Ginger Sadd was a clever and majestic boxer who could hold his own with, and beat, the best, writes Miles Templeton
AT ONE time, it was said, Ginger Sadd was more famous in his own city than the local football club, Norwich City. Ginger was one of the finest boxers ever to have come from the old city. Norwich, rather a quiet place these days for boxing, was a hotbed in the late 1920s and throughout the 1930s with regular boxing at the Corn Hall, a wonderful venue that was sadly demolished in 1964. Among the many who fought there, local lads Jack Forster, Chucky Robinson, Doug Bygrave and Snowey Edwards stand out, but it was Sadd who was the real favourite.
Arthur “Ginger” Sadd was born in 1914 and he started out at Norwich Lads Club, that great amateur club, still going today, that many of you will be familiar with. Arthur learnt his basic skills there and when he turned professional, aged 17 in 1931, he was a well-schooled fighter. After three years he had only lost only one of his first 43 contests, the last of which saw him outpoint the former British featherweight champion, Harry Corbett, at his beloved local venue.
It is hard to believe now, but both Norfolk and Suffolk saw professional boxing at a wide variety of towns and villages that have never seen it since, places such as Cromer, Diss, Wymondham, Sheringham, Market Deeping, Dereham, Downham Market and Hempnall, along with a great many others.

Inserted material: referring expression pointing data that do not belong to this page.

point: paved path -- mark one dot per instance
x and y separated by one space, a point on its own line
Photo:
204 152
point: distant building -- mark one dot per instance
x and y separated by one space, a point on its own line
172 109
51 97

Regular top class boxing occurred at Lowestoft, Great Yarmouth and Ipswich, as well as at Norwich, and Ginger rarely had to step away from his region to find work.
He eventually grew into a middleweight and light-heavyweight during the peak of his career, and by the start of the war he was a top-rank fighter. He boxed the great Jock McAvoy for the British middleweight title in May 1939, losing on points, before taking on Freddie Mills, only three weeks later at the Winter Gardens in Bournemouth. The BN report for the Mills contest stated that “Mills attacked fiercely, mostly in short rushes, and hooking hard to the body and head, while Ginger moved round the ring like a ‘will-o’-the-wisp’ and used a fast left hand well, and by clever side-stepping, occasionally had Mills rushing on to the ropes.” Sadd kept cool throughout and ultimately took the decision.

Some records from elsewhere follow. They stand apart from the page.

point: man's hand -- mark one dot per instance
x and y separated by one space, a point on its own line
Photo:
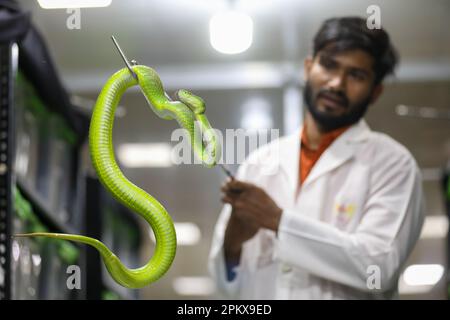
252 205
253 209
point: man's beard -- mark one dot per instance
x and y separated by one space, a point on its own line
328 122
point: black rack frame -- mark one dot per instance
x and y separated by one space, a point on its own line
8 66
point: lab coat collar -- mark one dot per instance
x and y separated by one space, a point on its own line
341 150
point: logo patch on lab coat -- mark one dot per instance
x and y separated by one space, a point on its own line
344 213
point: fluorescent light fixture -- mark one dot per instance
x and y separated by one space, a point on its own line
435 227
256 114
231 32
144 155
188 233
423 274
194 286
65 4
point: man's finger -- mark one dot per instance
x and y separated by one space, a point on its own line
226 199
240 185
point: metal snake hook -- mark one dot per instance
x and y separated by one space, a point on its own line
133 63
125 59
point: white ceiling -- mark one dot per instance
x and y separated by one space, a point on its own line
172 36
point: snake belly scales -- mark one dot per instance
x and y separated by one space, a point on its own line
189 112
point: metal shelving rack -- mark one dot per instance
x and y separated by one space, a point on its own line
8 66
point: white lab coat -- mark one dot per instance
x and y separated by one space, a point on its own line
346 234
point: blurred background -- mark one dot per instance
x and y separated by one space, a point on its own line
258 88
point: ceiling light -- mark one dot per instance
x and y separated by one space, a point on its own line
231 32
435 227
64 4
423 274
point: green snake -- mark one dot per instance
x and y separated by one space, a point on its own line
189 112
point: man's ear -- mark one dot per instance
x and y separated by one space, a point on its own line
307 65
377 91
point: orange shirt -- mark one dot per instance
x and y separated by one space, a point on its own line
308 156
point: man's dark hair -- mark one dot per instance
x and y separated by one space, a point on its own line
348 33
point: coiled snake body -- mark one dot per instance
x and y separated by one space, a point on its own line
188 112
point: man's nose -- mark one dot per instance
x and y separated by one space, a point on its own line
337 82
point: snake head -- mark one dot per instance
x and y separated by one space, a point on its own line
193 102
207 147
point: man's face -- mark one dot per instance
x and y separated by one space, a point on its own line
339 87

In 1948, when he was moving towards the end of his career, BN described that Sadd had “one of the finest left hands in the business. His brain and footwork co-ordinate to produce perfect judgement and timing, he is a past master of ringcraft. His snappy inside work, his eagle eye and his lightning manoeuvrability has earned for him a reputation of being one of the finest ring generals campaigning within the roped square today.” What a compliment. At that time there were any number of wily old campaigners who knew every trick in the book, and for Ginger to be singled out in this way says much for his abilities.
He took part in 252 professional contests between 1931 and 1951, winning 187 of them. He won the Eastern Area title at both welterweight and middleweight and, as well as McAvoy and Mills, he also swapped gloves with Don Cockell, Ernie Roderick, Albert Finch, Harry Mason and Vince Hawkins.
During the war Arthur served with the Royal Norfolk Regiment and he took part in the D-Day landings in 1944. After being demobbed in 1946 he resumed his professional career, supplementing his ring wages with a variety of other jobs, in the local shoe factory, driving a lorry and at a scrap-metal firm. Such were the economics of the professional game at that time, when even the best struggled to make it pay. Ginger’s brother Dick, also a good pro, became a stalwart at the Lads Club, where Ginger often assisted him, and when Ginger died in 1992 there were still many within his native town who remembered him and mourned his passing.